How to remove unique strings from a textfile?

Using awk:

$ awk 'seen[$0]++; seen[$0] == 2' file
Happy sad
Happy sad
Happy sad
Happy sad
Happy sad
Mad happy
Mad happy

This uses the text of each line as the key into the associative array seen. The first seen[$0]++ will cause a line that has been seen before to be printed since the value associated with the line will be non-zero on the second and subsequent times the line is seen. The seen[$0] == 2 causes the line to be printed again if this is the second time the line has been seen (without this, you'll miss one occurrence of each duplicated line).

This is related to awk '!seen[$0]++' which is sometimes used to remove duplicates without sorting (see e.g. How does awk '!a[$0]++' work?).
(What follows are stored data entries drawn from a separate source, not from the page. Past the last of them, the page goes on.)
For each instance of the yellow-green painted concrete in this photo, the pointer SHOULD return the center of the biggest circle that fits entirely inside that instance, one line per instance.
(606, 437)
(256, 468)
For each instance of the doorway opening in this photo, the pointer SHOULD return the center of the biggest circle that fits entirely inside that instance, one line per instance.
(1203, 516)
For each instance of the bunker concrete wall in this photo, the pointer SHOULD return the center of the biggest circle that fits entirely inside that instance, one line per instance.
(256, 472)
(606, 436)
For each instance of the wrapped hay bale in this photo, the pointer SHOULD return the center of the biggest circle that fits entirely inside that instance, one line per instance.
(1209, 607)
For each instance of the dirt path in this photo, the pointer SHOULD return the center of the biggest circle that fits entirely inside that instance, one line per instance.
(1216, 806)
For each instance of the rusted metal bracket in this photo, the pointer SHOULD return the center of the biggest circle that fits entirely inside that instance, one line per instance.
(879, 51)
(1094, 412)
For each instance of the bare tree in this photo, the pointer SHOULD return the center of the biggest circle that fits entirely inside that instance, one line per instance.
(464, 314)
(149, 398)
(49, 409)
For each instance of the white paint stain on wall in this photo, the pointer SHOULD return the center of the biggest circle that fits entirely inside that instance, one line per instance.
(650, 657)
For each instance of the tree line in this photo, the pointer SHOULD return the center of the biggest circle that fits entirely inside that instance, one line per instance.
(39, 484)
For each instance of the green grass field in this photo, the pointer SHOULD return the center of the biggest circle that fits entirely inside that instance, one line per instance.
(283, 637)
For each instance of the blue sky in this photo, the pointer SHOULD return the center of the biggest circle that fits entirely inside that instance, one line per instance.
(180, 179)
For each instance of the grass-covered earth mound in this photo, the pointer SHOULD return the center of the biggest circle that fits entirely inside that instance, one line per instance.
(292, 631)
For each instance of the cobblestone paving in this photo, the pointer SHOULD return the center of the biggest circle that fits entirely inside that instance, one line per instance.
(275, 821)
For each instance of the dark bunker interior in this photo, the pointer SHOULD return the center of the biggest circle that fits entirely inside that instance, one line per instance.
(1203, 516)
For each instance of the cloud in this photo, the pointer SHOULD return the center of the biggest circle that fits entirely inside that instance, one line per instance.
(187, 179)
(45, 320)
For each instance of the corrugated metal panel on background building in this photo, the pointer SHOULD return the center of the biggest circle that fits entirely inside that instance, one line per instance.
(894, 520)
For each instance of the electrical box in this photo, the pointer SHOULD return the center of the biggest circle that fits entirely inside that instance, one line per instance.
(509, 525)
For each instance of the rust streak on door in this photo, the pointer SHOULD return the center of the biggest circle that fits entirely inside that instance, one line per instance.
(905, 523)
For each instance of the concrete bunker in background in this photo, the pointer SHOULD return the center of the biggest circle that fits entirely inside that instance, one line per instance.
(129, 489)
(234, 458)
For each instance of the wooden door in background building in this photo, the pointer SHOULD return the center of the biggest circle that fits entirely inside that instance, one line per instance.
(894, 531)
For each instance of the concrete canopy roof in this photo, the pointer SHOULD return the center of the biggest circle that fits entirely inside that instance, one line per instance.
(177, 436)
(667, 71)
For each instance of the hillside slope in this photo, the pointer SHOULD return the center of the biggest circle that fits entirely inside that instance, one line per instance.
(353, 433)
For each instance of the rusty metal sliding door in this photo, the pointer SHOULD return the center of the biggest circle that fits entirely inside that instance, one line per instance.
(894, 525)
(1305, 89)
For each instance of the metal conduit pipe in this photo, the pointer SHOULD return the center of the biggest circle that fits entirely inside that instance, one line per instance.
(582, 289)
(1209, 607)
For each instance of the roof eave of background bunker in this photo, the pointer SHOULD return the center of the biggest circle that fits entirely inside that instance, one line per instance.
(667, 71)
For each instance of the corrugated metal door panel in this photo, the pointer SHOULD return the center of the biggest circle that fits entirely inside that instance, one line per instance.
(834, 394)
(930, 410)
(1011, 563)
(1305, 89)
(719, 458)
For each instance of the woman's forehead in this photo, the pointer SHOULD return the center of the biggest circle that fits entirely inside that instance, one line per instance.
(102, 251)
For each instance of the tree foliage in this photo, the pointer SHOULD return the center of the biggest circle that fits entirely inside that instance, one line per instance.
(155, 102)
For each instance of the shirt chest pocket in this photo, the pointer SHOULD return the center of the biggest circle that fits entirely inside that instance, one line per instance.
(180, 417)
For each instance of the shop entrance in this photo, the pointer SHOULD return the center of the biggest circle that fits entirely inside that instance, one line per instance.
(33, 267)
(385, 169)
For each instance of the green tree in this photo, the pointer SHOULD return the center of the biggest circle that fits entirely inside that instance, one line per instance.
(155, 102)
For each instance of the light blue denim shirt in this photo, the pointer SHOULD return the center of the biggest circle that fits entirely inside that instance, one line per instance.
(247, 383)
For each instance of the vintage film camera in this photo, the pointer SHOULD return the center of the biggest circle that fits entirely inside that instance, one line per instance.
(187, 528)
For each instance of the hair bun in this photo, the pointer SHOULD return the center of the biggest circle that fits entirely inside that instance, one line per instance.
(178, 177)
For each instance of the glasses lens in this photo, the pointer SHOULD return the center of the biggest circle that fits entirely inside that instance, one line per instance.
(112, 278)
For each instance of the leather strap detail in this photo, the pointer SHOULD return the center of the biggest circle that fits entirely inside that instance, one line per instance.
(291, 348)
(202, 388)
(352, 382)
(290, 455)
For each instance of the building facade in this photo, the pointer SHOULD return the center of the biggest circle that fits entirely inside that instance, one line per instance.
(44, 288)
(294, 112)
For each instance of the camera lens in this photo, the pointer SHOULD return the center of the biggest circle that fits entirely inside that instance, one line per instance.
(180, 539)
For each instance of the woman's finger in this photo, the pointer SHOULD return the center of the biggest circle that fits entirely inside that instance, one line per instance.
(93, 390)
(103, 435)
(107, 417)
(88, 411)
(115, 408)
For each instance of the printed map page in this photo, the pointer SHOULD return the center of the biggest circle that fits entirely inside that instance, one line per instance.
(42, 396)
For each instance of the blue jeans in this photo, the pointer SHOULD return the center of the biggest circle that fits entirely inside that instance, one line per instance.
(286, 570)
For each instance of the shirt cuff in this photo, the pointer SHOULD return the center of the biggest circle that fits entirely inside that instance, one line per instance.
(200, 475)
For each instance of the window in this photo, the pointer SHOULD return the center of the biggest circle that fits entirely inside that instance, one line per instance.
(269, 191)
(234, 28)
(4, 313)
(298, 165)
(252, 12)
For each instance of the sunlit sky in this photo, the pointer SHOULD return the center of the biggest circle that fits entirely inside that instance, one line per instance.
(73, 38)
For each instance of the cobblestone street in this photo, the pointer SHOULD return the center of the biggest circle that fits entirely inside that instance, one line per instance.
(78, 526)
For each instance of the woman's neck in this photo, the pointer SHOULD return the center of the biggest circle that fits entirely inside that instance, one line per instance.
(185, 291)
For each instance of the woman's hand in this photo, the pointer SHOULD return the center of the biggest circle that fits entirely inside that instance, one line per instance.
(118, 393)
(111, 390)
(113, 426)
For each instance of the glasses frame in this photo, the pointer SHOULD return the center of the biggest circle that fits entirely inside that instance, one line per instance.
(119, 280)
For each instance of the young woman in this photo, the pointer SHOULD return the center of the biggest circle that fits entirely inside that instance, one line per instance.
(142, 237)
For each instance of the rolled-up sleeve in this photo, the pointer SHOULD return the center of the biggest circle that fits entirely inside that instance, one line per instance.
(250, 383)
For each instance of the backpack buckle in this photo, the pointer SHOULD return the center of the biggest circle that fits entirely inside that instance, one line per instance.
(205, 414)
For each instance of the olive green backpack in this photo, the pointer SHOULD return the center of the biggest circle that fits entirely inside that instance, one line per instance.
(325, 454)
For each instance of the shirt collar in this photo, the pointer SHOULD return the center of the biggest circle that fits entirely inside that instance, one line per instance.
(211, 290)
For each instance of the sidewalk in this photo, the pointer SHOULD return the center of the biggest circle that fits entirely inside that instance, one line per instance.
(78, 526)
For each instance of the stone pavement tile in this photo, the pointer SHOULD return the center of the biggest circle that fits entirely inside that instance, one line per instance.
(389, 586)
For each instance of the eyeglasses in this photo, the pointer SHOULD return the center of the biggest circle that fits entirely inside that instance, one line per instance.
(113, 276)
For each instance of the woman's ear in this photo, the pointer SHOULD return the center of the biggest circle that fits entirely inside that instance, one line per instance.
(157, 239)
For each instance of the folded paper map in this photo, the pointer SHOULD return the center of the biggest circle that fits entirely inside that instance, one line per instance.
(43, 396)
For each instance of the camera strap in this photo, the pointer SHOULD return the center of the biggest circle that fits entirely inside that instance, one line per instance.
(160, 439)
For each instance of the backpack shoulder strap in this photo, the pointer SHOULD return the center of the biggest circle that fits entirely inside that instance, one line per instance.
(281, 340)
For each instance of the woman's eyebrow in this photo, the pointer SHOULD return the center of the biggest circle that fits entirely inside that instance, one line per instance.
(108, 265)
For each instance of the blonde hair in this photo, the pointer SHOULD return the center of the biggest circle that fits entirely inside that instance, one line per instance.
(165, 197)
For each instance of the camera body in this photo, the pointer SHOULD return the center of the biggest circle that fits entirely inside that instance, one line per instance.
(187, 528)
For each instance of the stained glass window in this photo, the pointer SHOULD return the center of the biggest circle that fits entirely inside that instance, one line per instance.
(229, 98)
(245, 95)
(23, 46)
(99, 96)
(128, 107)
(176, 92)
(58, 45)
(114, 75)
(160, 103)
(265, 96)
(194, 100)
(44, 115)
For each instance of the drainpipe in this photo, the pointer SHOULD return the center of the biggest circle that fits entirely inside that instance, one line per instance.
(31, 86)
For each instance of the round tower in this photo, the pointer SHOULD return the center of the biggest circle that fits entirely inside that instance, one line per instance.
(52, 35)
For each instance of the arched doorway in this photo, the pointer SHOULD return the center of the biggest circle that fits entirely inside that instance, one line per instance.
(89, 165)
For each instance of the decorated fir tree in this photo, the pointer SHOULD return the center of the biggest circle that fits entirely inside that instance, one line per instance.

To only get one copy of the duplicated lines:

awk 'seen[$0]++ == 1' file

or,

sort file | uniq -d

If the duplicates may not be contiguous and you need to preserve the order in the input, you could do it with awk and two passes, one to count the number of occurrences and one to print the lines that have been seen to occur more than once in the first pass:

awk 'second_pass {if (c[$0] > 1) print; next}
     {c[$0]++}' file.txt second_pass=1 file.txt

From man uniq:

-D print all duplicate lines

You can achieve your goal like so:

uniq -D file.txt